In 1638 werden de Engelse en Nederlandse begraafplaats vernield als gevolg van de toenemende vervolging van christenen. Uiterlijke tekens van het christendom werden kapot gemaakt en sporen uitgewist. Niet lang na het vernielen van de begraafplaats stierven twee leden van de factorij. Voor hen werden graven gedolven op het zogenaamde compagnies eiland. Dit kleine eiland, Yokoshima geheten, ligt volgens de beschrijvingen net buiten de baai voor Hirado. Het eiland was in gebruik door de VOC als locatie voor het vee en mogelijk ook voor andere zaken. 

Probleem is echter dat er in de buurt twee eilanden liggen met dezelfde naam. Meest waarschijnlijk is het langgerekte eiland dat iets ten westen van Hirado ligt het juiste eiland. In september 1638 overleed assistent-koopman Daniel Reiniersz en ook hij werd, met alle eer, begraven op het eiland. Aan de drie graven werden er in 1640 nog twee toegevoegd. Op 14 januari van dat jaar werd Hans Andriesz er begraven, samen met de Japanse vrouw met wie hij was betrapt op overspel. Beiden werden daarvoor ter dood veroordeeld en begraven op het eiland. De vijf graven zullen niet voorzien zijn van grafkruizen. Wel blijkt uit een latere bron dat er graven van ‘blauwen arduyn ende diverse van ordinairie steen opgemetzelt’ waren.

Toenemende vervolging

De bouw van een nieuw, stenen pakhuis in 1638 luidde feitelijk het einde in van de handelspost in Hirado. In die jaren werden christenen steeds meer vervolgd in Japan, zeker nadat er een revolte tegen het bewind had plaatsgevonden. Het leek er ook op dat het de Portugezen verboden zou worden om nog langer naar Japan te komen. In 1640 werden 61 Portugezen onthoofd als voorbeeld van de Japanse bedoelingen. Eind 1640 bleek het in het pakhuis ingemetselde wapen van de VOC met het bouwjaar aanleiding te zijn voor de Japanners om de nieuwe gebouwen af te laten breken. Niet veel later kregen de Nederlanders te horen dat ook zij als christenen werden beschouwd en dat zij hun handel zouden moeten verplaatsen naar Nagasaki. In maart 1641 moesten ook de woonkwartieren afgebroken worden. Halverwege 1641 was er in Hirado weinig meer te vinden van de handelspost en het eerste schip van dat jaar dat op Japan voer, bracht zijn lading naar Nagasaki. Daar was aan de Nederlanders het kunstmatige eilandje Dejima toegewezen, de plek waar voorheen de Portugezen waren gevestigd.

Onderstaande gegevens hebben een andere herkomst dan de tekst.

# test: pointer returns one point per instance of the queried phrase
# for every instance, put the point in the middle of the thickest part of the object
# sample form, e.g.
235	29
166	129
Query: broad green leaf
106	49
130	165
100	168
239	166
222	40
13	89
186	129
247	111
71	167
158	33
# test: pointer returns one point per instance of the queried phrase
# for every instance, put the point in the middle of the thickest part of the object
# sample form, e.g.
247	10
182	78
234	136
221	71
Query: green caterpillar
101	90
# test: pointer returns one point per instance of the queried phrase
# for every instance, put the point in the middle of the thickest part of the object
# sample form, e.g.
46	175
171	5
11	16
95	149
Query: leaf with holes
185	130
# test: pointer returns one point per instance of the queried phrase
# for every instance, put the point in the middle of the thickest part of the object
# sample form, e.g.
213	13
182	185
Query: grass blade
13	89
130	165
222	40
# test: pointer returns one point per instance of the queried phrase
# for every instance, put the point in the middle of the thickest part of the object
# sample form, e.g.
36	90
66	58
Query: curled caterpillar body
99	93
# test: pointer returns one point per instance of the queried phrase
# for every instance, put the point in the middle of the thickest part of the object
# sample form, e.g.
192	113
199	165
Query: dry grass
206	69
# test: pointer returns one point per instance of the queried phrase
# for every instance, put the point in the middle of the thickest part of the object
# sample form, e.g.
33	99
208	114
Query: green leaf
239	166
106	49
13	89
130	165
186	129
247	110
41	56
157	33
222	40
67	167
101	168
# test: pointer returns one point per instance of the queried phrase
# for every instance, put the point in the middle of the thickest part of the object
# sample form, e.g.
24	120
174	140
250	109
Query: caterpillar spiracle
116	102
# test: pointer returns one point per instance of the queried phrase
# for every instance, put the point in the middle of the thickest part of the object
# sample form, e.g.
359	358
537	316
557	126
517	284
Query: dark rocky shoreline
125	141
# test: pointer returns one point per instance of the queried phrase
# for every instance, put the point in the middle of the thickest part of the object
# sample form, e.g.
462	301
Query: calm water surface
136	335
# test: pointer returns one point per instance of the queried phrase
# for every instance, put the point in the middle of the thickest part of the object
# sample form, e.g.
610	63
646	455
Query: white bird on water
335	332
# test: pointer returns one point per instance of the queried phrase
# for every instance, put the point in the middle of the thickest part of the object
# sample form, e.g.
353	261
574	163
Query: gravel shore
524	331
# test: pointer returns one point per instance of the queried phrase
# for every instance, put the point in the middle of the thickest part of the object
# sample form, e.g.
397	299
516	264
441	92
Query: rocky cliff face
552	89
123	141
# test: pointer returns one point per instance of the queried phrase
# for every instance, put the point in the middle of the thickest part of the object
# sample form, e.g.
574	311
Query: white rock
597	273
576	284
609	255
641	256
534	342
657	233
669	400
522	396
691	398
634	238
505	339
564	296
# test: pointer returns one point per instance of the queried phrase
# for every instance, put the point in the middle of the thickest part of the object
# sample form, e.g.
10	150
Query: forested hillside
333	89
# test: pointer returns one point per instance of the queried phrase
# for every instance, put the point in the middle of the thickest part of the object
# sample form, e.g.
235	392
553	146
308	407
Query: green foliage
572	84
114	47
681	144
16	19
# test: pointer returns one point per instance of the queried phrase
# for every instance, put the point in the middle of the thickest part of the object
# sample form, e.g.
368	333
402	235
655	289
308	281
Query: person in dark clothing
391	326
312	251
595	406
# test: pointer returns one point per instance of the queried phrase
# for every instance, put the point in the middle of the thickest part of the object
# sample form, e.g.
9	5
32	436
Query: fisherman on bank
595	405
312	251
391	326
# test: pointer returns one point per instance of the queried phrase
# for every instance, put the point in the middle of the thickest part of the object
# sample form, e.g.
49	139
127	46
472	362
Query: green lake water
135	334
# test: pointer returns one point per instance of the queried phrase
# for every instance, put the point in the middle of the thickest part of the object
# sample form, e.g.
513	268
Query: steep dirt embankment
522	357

In het dagboek van het eerste opperhoofd van Dejima, Maximiliaan Le Maire, is te lezen hoe hij opdracht geeft aan de achterblijvers in Hirado om de gebouwen te slopen. Regelmatig komen er in Nagasaki dan platbodems uit Hirado aan met bouwmaterialen, puin en andere resten van de factorij en de woningen van de opperhoofden. Over de begraafplaats op Hirado wordt niet meer gesproken in de dagboeken. Op 9 maart 1642 noteert het opperhoofd Van Elseracq dat hij op zijn terugreis van Edo het eiland Yokoshima passeert. Hij merkt hierover op dat ze de graven, een van blauwe steen en verschillende (?) van gewone steen, alle in vernielde staat aantreffen. Waarschijnlijk is Van Elseracq niet aan land geweest omdat hij het heeft over ‘passeren’. De grafstenen zouden dan vanaf passerende schepen zichtbaar moeten zijn geweest. De locatie is verloren gegaan in de loop der jaren. Aan de zuidkant van het eiland is wel een aantal mogelijkheden en bovenop het eiland ligt een stapel stenen die mogelijk een graf bedekken. Maar wellicht is het enkel bedoeld als baken. Elders op het eiland zou een oranda bochi zijn gelegen, maar dat is door de bewoners verwijderd. Dit hoeft echter niet te wijzen op een Nederlands graf, omdat veel graven van buitenlanders oranda bochi, oftewel ‘buitenlandse begraafplaats’, werden genoemd.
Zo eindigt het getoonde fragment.